I’m savouring varied elements of a Guelph ‘tastecation’
My husband and I are just wrapping up a two-week tastecation.
Not familiar with the word? That’s not surprising. I’m pretty sure my husband Steve pulled it out of thin air, to describe a staycation — or stay-at-home-vacation — revolving around things that tickle the tastebuds.
To be fair, a Google search revealed he’s not the first person to come up with that particular bit of wordplay. But we decided to adopt the term and add our own local flavouring.
We like to get away as much as the next couple, but occasionally opt to stay home instead. We try to fill the time with unusual outings. One summer we took a number of introductory classes in rock climbing, rappelling and caving.
This year we decided to devote two weeks to pleasures that, well, go in the mouth. And with a bit of planning, we pulled together a list of activities involving new dinner outings, untried barbecue recipes using local ingredients, and no shortage of fermented juices.
We kicked off our tastecation on the Saturday of the long weekend with a barbecue cooking class at the Drew House bed and breakfast in Elora.

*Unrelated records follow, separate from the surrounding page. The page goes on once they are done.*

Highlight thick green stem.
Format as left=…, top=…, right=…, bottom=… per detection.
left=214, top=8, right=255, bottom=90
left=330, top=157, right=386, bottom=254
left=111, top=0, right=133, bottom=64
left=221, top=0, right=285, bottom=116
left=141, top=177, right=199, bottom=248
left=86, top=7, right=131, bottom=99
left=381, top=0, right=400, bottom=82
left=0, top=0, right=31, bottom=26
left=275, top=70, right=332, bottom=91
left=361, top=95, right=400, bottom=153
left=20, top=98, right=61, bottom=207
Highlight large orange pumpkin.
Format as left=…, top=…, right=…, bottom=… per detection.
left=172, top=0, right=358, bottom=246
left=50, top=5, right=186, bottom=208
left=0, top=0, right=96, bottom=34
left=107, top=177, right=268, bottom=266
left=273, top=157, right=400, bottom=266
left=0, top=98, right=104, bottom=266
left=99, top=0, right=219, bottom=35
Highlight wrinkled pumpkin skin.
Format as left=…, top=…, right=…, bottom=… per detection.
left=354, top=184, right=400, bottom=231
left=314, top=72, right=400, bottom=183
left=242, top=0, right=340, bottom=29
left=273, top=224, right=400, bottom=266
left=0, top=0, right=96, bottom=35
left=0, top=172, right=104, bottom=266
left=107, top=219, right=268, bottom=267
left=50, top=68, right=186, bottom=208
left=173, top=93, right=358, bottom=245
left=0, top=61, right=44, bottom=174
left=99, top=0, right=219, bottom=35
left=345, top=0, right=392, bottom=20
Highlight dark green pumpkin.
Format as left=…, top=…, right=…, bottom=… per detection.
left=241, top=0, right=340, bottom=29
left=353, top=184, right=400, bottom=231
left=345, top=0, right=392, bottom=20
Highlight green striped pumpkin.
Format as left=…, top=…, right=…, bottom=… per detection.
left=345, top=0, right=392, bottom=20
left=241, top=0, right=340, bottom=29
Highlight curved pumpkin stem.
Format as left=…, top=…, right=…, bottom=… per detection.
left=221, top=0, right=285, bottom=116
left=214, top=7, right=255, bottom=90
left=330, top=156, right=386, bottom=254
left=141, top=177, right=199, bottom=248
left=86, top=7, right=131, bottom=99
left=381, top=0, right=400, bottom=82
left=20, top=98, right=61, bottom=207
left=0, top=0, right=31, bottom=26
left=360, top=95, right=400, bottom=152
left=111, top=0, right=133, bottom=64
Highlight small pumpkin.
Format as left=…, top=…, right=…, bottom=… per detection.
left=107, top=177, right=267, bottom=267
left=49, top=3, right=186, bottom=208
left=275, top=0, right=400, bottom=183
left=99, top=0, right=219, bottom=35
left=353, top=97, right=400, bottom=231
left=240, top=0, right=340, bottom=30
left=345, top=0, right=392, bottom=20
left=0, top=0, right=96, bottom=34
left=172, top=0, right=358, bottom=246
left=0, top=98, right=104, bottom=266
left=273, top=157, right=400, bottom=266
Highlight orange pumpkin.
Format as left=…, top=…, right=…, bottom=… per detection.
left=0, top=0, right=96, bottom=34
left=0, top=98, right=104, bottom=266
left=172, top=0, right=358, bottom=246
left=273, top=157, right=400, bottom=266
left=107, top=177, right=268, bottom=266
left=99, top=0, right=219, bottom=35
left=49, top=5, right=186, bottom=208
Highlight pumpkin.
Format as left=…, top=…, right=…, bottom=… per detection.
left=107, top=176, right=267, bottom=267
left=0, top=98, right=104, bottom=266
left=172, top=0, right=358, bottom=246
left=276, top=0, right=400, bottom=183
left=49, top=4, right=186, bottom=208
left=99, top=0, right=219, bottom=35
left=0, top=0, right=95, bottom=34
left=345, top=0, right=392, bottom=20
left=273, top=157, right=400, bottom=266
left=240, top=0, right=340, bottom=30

Noted chef and food expert Roger Dufau, originally from the Basque region of France, hosts demonstration gourmet classes — you sit and sip the wine you bring, while he cooks and explains what he’s doing — and you leave with a few recipes.
More importantly, you get to enjoy a sumptuous lunch or dinner. In our case, he grilled five different meats, including Pacific wild salmon and filet mignon, as well as fresh vegetables and ricotta cake for dessert.
A week later, we enjoyed dinner with four other couples from Guelph and Kitchener at Cassoulet Catering in Aberfoyle. About four times a month, owner/chef Greg Hubbard hosts an in-house dinner club for eight to 12 people.
The menu includes whatever he’s most interested in cooking with ingredients left over from catering events. It’s aimed at the adventurous eater and promoted as offering “nothing but the best for our guinea pigs.”
We enjoyed three different appetizers in the lounge, before moving to the dinner table. Hubbard had an abundance of beef — the salad we started with was topped with deep-fried shredded beef and our main was a great steak. As with our earlier barbecue, the dinner club is BYOB (bring your own booze).
Our tastecation included a number of new wines. A few were selected because their descriptions suggested they would pair well with various meats we lovingly prepared for grilling.
Carnivore, a Cabernet Sauvignon from California with a rich blend of coffee and caramel, paired well with the fillet mignon we picked up at the Guelph Farmers’ Market. We enjoyed our first taste of Malbec, a fruity red from Argentina, with a new recipe for lamb with mint chimichurri.
But the wine highlight was the five bottles we bought at the Cox Creek Cellars, following a Sunday tour and tasting. I was intrigued by the apple wines, so our purchase included an oak barrel-aged dry Apple Dreams and an apple-raspberry combo called Country Symphony #6.
The culmination of our taste-based adventure is a barbecue planned for this weekend. We will be grilling a locally sourced rack of beef ribs, following a new recipe. There will be a salad with ingredients from the Guelph Farmers’ Market as well as golden beets we learned to cook properly that first night in Elora.
There’s a menu detail or two still to work out. We haven’t yet figured out, for example, how to use a hot pepper that we’ll freshly pick from a potted plant we bought at the market.
We do know we’ll pair the meal with a bottle of Back Home, a black currant wine from Cox Creek that should go well with red meat. And since our final tastecation meal doesn’t require that anyone drive home, I think we’ll also indulge in a Cox Creek dessert.
Their Spiced Russet, as it turns out, tastes just like apple pie in a bottle.
Michael Strickland is a Guelph-based storyteller.